Bolivian taxi driver Carlos Lara has spent three nights sleeping in his car at a service station, hoping that petrol supplies held up by supporters of former president Evo Morales will make it through.

“No petrol, no work,” the 72-year-old Lara said on Sunday as supporters of Morales continued to block a road leading from La Paz to a refinery to the east, leaving gas stations bone dry.

He has been waiting in his car since 7am on Thursday, and kills time by listening to the radio or chatting with taxi colleagues who, like him, are on the lookout for a truck with petrol so they can get back to work.

“They tell us that the petrol will arrive ‘maybe tomorrow,’ and the next day it is ‘maybe tomorrow’ again. And that is where we are right now,” said Lara, pointing to several dozens cars in line with him.

The scene is repeated at just about every petrol station in La Paz, Bolivia’s administrative capital and ground zero of a red hot political crisis.

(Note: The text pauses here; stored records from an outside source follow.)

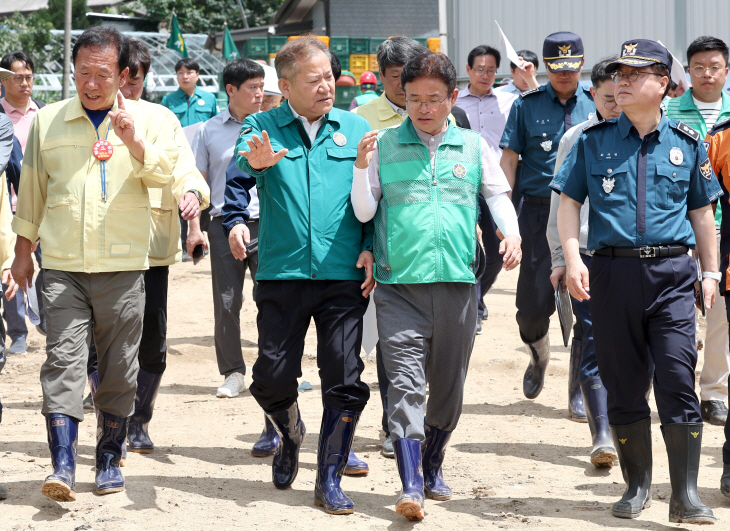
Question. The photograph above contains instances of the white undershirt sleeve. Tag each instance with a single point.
(504, 215)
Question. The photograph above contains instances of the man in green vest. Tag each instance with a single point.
(421, 182)
(368, 82)
(701, 107)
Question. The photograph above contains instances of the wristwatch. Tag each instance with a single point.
(198, 195)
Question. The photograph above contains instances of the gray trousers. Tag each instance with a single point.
(426, 336)
(228, 276)
(109, 305)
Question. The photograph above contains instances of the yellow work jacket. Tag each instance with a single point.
(60, 198)
(7, 236)
(165, 244)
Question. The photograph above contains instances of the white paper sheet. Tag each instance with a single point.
(511, 54)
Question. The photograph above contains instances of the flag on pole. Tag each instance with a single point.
(230, 52)
(176, 42)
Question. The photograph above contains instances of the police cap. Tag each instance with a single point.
(641, 52)
(563, 51)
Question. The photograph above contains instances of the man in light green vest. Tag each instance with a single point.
(701, 107)
(420, 181)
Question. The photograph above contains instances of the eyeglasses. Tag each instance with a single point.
(699, 70)
(482, 72)
(631, 76)
(430, 104)
(19, 79)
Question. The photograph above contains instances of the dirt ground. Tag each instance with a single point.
(513, 463)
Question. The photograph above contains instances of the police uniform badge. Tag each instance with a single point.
(706, 169)
(676, 156)
(339, 139)
(459, 170)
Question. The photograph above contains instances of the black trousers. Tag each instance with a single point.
(643, 312)
(153, 347)
(535, 295)
(285, 309)
(491, 249)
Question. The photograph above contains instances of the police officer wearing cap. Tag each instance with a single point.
(537, 121)
(651, 186)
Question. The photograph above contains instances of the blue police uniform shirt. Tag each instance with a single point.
(536, 123)
(640, 190)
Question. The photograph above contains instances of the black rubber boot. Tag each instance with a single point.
(433, 451)
(633, 442)
(603, 453)
(725, 480)
(111, 431)
(684, 443)
(290, 426)
(148, 385)
(268, 441)
(63, 443)
(335, 441)
(534, 378)
(575, 397)
(408, 458)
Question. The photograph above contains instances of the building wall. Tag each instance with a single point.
(602, 26)
(384, 18)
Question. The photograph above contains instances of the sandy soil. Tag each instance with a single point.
(513, 463)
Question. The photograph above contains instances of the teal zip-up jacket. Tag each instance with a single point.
(200, 107)
(685, 110)
(307, 227)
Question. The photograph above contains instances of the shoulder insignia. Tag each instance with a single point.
(597, 124)
(721, 126)
(687, 130)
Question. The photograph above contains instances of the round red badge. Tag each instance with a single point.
(103, 150)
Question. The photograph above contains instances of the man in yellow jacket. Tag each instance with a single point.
(88, 164)
(190, 193)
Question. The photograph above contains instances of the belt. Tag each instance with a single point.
(536, 200)
(659, 251)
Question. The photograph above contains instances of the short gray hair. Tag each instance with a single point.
(296, 51)
(397, 51)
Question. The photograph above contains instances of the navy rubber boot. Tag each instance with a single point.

Morales resigned a week ago amid violent protests over alleged fraud in his re-election to a fourth term in presidential voting on October 20.

Ever since then, Morales backers have demonstrated daily to demand the resignation of Jeanine Anez, a conservative senator who was legally in line to replace him and declared herself acting president on Tuesday.

Clashes have broken out with security forces, especially in the central city of Cochabamba, a Morales stronghold. Nine people died, according to the Inter-American Commission on Human Rights.

Protesters blocked a road leading from La Paz to the neighbouring city of El Alto earlier this past week. They have now blocked the key supply route from La Paz to Santa Cruz, the country’s financial capital, and to the centre and east of the country, where farming is concentrated.

These demonstrators have also blocked the Sanketa refinery near El Alto, which supplies gasoline and natural gas to the entire La Paz region.

Colonel Rodolfo Montero, the new head of the Bolivian police, said on Sunday that the regional commander in El Alto has begun a dialogue with the protesters. But no progress has been reported so far.

Lara says he has nothing against the protesters. In his opinion, the Anez government made a big mistake and could have calmed things down without calling out soldiers and police as it did near Cochabamba.